Alfred se sentó, moviendo el café alrededor de la taza. No sabía qué pensar. Seguro, no tenía todos sus recuerdo- el distanciamiento entre él y Arthur aún un dibujo en blanco- pero de verdad no podía recordad que Cesar le hubiese mencionado alguna vez la Corte de los Huesos o armas o su deseo de poner sus manos sobre ellas. Alfred sabía que había sido de rango alto, confiado por Cesar; ¿Por qué el general lo hubiese mantenido tan secreto?
"¿Arthur lo sabe?" Preguntó Alfred al final. "¿Sobre las armas?"
Gilbert frunció los labios.
"Esa es la cosa," dijo. "No cree que existan. O eso dice, como sea."

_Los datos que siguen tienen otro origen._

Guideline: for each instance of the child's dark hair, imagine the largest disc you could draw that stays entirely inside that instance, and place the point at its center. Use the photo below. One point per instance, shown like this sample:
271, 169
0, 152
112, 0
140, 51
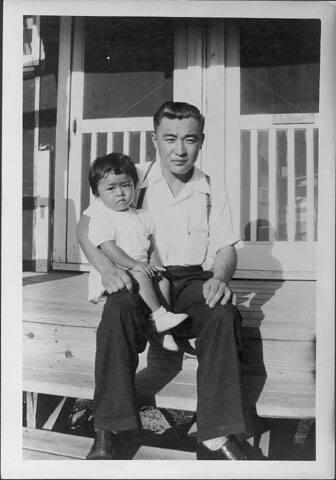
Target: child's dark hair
116, 163
178, 110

"¿Por eso lo llamar traidor?"
"Parcialmente. También porque solía andar contigo, ¿recuerdas?" Gilbert sonrió. "Cuando aún estabas vivo."
"¿Sabes por qué me mató?" Alfred bajó la voz, a pesar del hecho de que Arthur estaba enterrado afuera en un ataúd. "Es el recuerdo que no recuperé."
Gilbert se encogió de hombros.
"Que me parta un rayo si lo sé. Siempre pensé que era porque se había cansado de arriesgar su cabeza por una cogida fácil."
Alfred le miró con odio.
"Bueno," dijo rígidamente, "si está tan determinado a que las armas no existen, ¿Qué quieres con él? Supongo que esta es una conversación que tú y él han tenido antes."
"Tantas veces," Gilbert gruñó. "Pero este año es diferente. Es hora de la verdad; ¿Y sabes por qué?"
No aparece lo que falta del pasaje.